Citigroup Global Markets Inc. was the Dealer Manager for the Offer and Consent Solicitation. D.F. King & Co., Inc. served as the Information Agent for the Offer and Consent Solicitation, and American Stock Transfer & Trust Company, LLC served as the Exchange Agent.
About PWP
Perella Weinberg Partners is a leading global independent advisory firm, providing strategic and financial advice to a broad client base, including corporations, institutions, governments, sovereign wealth funds, and the financial sponsor community. The firm offers a wide range of advisory services to clients in the most active industry sectors and global markets.
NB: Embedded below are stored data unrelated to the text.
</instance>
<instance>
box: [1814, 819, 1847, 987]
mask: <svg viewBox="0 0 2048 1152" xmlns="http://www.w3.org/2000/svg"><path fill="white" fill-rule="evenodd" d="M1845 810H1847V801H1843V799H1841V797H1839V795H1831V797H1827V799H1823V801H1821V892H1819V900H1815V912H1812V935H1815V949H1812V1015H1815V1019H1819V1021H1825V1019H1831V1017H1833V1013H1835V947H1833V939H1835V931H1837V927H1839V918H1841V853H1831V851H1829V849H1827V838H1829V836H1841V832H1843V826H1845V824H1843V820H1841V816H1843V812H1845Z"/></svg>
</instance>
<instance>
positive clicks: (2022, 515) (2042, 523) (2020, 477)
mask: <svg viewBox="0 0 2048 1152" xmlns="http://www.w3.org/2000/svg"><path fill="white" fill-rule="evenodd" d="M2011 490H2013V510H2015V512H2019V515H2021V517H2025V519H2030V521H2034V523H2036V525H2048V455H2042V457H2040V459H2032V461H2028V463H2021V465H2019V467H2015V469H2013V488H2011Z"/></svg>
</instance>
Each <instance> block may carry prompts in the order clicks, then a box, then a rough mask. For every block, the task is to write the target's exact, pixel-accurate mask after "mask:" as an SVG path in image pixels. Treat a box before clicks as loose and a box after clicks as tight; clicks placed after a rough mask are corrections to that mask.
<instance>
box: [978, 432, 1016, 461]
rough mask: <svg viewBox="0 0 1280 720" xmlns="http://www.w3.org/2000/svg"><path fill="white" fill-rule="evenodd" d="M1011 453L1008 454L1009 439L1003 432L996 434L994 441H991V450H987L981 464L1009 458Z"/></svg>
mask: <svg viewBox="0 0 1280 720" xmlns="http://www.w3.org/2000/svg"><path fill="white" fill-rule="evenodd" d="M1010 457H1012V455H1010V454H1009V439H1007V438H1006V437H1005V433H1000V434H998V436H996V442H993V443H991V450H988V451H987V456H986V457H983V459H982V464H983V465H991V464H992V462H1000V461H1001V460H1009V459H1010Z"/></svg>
With approximately 600 employees, PWP currently maintains offices in New York, Houston, London, Calgary, Chicago, Denver, Los Angeles, Paris, Munich, and San Francisco.
No Offer or Solicitation
This press release shall not constitute an offer to exchange or the solicitation of an offer to exchange or the solicitation of an offer to purchase any securities, nor shall there be any exchange or sale of securities in any jurisdiction in which such offer, solicitation or sale would be unlawful prior to registration or qualification under the securities laws of any such jurisdiction. A registration statement on Form S-4 relating to the securities to be issued in the Offer was filed with the SEC and was declared effective on August 15, 2022. The Offer and Consent Solicitation were made only pursuant to the terms and conditions of the Prospectus/Offer to Exchange and related letter of transmittal and consent.
Cautionary Note Regarding Forward-Looking Statements
This press release contains forward-looking statements within the meaning of the “safe harbor” provisions of the United States Private Securities Litigation Reform Act of 1995, which reflect the Company’s current views with respect to, among other things, statements about the Company’s acceptance of all validly tendered Warrants for exchange for shares of Class A Common Stock in the Offer and settlement thereof, the entry into the Warrant Amendment and the subsequent exercise of the Company’s right to exchange the remaining untendered Warrants. You can identify these forward-looking statements by the use of words such as “estimates,” “projected,” “expects,” “estimated,” “anticipates,” “forecasts,” “plans,” “intends,” “believes,” “seeks,” “may,” “will,” “would,” “future,” “propose,” “target,” “goal,” “objective,” “outlook” and variations of these words or similar expressions (or the negative versions of such words or expressions). Such forward-looking statements are subject to various risks and uncertainties. Accordingly, there are or will be important factors that could cause actual outcomes or results to differ materially from those indicated in these statements. We undertake no obligation to publicly update or review any forward-looking statement, whether as a result of new information, future developments or otherwise. A further list and description of these risks, uncertainties and other factors can be found in the Company’s filings with the SEC, including the Company's Prospectus/Offer to Exchange, filed with the SEC on August 15, 2022, and Amendment No. 1 to the Company’s Annual Report on Form 10-K/A for the year ended December 31, 2021, filed with the SEC on July 7, 2022. These filings and subsequent filings are available online at www.sec.gov or on request from the Company.